Earnhardt Jr. was racing with Mike Skinner, his father’s teammate at Richard Childress Racing, as the laps wound down.
"I was sitting behind Mike Skinner," Earnhardt Jr. said. "We were in single-file line on the inside and Mike was protecting the bottom. And I was going to sit there until the last lap and try to pass him."
Then things started to heat up.
I knew that pushing Mike Skinner past Daddy was not going to work well.
Dale Earnhardt Jr.
"Dad’s line formed on the outside and was coming," Earnhardt Jr. said. "And, I could see him in the mirror knocking off a few guys each corner and getting closer toward the lead. And then I had to decide whether I was going to try to pass Mike now, and then maybe battle my dad for the lead, which was probably the best thing I could have done."

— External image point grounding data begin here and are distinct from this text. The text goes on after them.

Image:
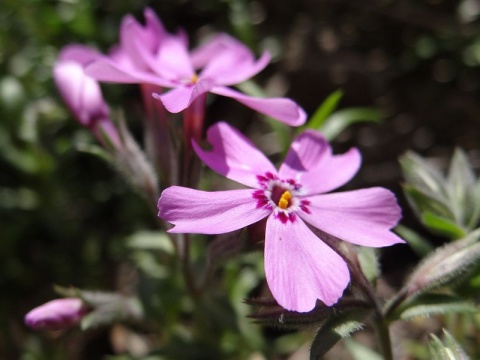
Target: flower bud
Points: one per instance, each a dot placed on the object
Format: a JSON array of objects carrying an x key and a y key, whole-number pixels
[
  {"x": 56, "y": 314},
  {"x": 83, "y": 96}
]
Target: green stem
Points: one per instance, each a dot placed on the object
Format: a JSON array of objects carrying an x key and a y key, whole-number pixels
[
  {"x": 383, "y": 333},
  {"x": 188, "y": 275}
]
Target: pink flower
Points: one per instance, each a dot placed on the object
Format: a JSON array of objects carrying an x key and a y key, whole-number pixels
[
  {"x": 300, "y": 268},
  {"x": 56, "y": 314},
  {"x": 151, "y": 55},
  {"x": 82, "y": 93}
]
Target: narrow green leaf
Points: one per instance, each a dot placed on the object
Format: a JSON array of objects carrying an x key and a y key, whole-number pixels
[
  {"x": 282, "y": 130},
  {"x": 446, "y": 265},
  {"x": 369, "y": 263},
  {"x": 474, "y": 219},
  {"x": 361, "y": 352},
  {"x": 422, "y": 200},
  {"x": 334, "y": 329},
  {"x": 421, "y": 174},
  {"x": 450, "y": 349},
  {"x": 461, "y": 187},
  {"x": 341, "y": 119},
  {"x": 326, "y": 108},
  {"x": 456, "y": 348},
  {"x": 442, "y": 226},
  {"x": 422, "y": 311},
  {"x": 95, "y": 150},
  {"x": 151, "y": 240},
  {"x": 418, "y": 243}
]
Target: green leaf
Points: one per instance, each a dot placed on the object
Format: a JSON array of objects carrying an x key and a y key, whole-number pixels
[
  {"x": 341, "y": 119},
  {"x": 442, "y": 226},
  {"x": 418, "y": 243},
  {"x": 95, "y": 150},
  {"x": 369, "y": 263},
  {"x": 326, "y": 108},
  {"x": 151, "y": 240},
  {"x": 421, "y": 174},
  {"x": 437, "y": 305},
  {"x": 461, "y": 187},
  {"x": 446, "y": 265},
  {"x": 334, "y": 329},
  {"x": 450, "y": 349},
  {"x": 361, "y": 352},
  {"x": 422, "y": 200}
]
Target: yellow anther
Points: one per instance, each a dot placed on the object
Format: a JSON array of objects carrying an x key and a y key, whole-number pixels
[{"x": 284, "y": 201}]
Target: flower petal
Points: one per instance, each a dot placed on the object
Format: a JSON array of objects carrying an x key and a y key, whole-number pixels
[
  {"x": 233, "y": 155},
  {"x": 81, "y": 93},
  {"x": 195, "y": 211},
  {"x": 123, "y": 73},
  {"x": 362, "y": 217},
  {"x": 283, "y": 109},
  {"x": 180, "y": 98},
  {"x": 230, "y": 68},
  {"x": 310, "y": 162},
  {"x": 172, "y": 60},
  {"x": 300, "y": 268}
]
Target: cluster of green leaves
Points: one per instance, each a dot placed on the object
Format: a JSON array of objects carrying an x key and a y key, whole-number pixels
[{"x": 446, "y": 205}]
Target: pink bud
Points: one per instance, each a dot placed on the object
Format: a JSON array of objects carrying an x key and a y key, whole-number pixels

Still, it was tough to decide the right course of action.
"Was I going to push Mike and try to work hard?" said Earnhardt Jr. "Once their line got tires, ours had been kind of stagnant for a while. I think ours would have sort of rejuvenated itself and maybe battled back. And so, I knew that pushing Mike Skinner past Daddy was not going to work well."
There were practical issues to consider that most drivers wouldn’t have had to deal with.
"I think I was riding home with Daddy anyways," Earnhardt Jr. said, laughing. "I didn’t have a plane then, I don’t think. I knew he wouldn’t have wanted that — for me to do that, you know? You can’t communicate at that moment, but you’re just thinking of about a million things like he’s passing me.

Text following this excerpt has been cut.